D. Ethical issues must not be overwhelmed by the rapid pace of developments in biotechnology, driven, in part, by 'consumer demand'. Introduction or modification of health care delivery systems, procedures, products and services should be preceded and accompanied by ethical impact studies (analogous to environmental impact studies) to ensure that the changes will not harm the 'ethical environment', and that the moral and ethical interests of all parties are accommodated to the greatest possible extent.


1. Repression of Conscience.

2. Background

3. See, for example, Re: Rodriguez and Attorney General of British Columbia et al, Supreme Court of Canada, 30 September, 1993: Court File 23476 107 D.L.R. (4th) 342, 85 C.C.C. (3d) 15, 20 W.C.B. (2d) 589.

Lamer, C.J.C. (dissenting) ". . .I have held that S. 241(b) violates the equality rights of all persons who desire to commit suicide but are or will become physically unable to do so unassisted . . . . One of McEachern C.J.B.C.'s conditions is that the act of terminating the appellant's life be hers and not anyone else's. While I believe this to be appropriate in her current circumstances. . . why should she be prevented the option of choosing suicide should her physical condition degenerate to the point where she is no longer even physically able to press a button or blow into a tube? Surely, it is in such circumstances that assistance is required most. Given that Ms. Rodriguez has not requested such an order, however, I need not decide the issue at this time."

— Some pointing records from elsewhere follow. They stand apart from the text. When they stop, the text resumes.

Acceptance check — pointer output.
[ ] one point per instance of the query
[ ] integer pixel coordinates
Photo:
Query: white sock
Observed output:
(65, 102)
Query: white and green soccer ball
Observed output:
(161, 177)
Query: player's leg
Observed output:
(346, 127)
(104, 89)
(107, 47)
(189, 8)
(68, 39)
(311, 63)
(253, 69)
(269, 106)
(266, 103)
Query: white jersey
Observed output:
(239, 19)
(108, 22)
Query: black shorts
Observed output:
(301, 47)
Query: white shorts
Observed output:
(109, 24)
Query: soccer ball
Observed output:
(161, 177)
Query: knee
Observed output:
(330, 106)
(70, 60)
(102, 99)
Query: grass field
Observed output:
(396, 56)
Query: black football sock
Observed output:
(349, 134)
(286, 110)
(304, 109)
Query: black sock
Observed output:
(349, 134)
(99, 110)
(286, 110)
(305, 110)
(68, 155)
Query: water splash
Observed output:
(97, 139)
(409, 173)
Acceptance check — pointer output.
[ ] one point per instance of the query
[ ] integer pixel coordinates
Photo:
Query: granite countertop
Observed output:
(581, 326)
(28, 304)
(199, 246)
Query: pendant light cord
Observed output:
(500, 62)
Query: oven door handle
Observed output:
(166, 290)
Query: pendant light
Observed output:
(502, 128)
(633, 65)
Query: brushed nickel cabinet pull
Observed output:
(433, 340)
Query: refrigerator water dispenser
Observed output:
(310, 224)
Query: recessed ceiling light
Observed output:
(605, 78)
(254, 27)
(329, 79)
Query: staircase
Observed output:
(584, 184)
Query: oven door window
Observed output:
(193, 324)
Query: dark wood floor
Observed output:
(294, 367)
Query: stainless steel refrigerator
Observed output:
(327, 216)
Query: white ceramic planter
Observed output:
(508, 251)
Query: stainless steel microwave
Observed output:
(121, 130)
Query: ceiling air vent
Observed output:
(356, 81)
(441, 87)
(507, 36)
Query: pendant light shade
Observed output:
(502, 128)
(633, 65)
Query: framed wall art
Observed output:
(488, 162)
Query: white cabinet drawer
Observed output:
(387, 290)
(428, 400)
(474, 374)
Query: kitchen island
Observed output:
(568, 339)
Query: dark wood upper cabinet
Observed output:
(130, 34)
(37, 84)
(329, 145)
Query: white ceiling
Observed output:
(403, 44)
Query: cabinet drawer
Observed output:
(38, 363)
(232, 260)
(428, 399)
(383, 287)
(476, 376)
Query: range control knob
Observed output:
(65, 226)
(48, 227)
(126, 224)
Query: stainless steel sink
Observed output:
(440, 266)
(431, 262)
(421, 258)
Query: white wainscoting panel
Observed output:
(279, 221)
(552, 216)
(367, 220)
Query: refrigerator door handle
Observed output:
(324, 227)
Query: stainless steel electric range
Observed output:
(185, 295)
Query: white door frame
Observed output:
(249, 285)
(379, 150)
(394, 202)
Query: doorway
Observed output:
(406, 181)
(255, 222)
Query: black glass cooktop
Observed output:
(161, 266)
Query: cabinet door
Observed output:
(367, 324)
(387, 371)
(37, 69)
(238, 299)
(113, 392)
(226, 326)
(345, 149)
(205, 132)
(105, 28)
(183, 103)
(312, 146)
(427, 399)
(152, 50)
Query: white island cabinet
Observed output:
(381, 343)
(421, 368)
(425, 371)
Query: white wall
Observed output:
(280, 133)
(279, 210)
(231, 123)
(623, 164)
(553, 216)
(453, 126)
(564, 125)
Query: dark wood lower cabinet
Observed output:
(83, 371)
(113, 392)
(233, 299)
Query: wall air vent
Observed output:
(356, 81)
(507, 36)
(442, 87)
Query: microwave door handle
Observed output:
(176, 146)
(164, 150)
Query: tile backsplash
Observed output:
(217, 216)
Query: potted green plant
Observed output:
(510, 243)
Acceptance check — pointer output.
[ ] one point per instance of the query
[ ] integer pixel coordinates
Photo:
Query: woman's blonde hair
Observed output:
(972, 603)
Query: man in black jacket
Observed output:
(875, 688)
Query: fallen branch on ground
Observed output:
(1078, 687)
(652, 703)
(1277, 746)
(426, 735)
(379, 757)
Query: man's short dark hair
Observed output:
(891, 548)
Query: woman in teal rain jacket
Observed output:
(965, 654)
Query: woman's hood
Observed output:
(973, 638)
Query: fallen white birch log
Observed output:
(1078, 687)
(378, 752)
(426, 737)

With respect, the Chief Justice appears not to have recognized that the arguments he had heard for and against Rodriguez rights and freedoms did not address the rights and freedoms of those to whom such an order would have been directed.

4. For the insights into "secular fundamentalism" see Benson I. T. Notes Towards a (Re) Definition of the Secular. (2000) 33 U.B.C. Law Rev. 519 _549, Special Issue: "Religion, Morality, and Law", p. 521. Mr. Benson has written a popular summary of the main points in the Law Review article in There are no Secular Unbelievers, which appeared in Centre Points:Vol. 4, No. 1, Spring, 2000, the newsletter of the Centre for Cultural Renewal.

5. College of Pharmacists of British Columbia, Bulletin March/April 2000 Vol. 25 No. 2; Ethics in Practice: Moral Conflicts in Pharmacy Practice

6. See Murphy, Sean, Referral: A False Compromise.

7. See note 5.

8. Letter dated 29 April, 2000, from the Administrator, Protection of Conscience Project, to the Registrar, College of Pharmacists of British Columbia

9. Letter dated 9 May, 2000, from the Registrar, College of Pharmacists of British Columbia to the Administrator, Protection of Conscience Project

10. Archer, Frank, "Emergency Contraceptives and Professional Ethics". Canadian Pharmaceutical Journal, May 2000, Vol. 133, No. 4, p. 22-26.

11. Murphy, Sean, In Defence of the New Heretics: A Response to Frank Archer (unpublished MS, July 2000)

12. Benson, Iain T., Are "Values" the Same as "Virtues"?. Centrepoints, Vol. 2, No. 2, Article #1, Fall, 1996 (Newsletter of the Centre for Cultural Renewal).

13. See note 4, and the Project Submission to the All-Party Oireachtais Committee on the Constitution (Ireland).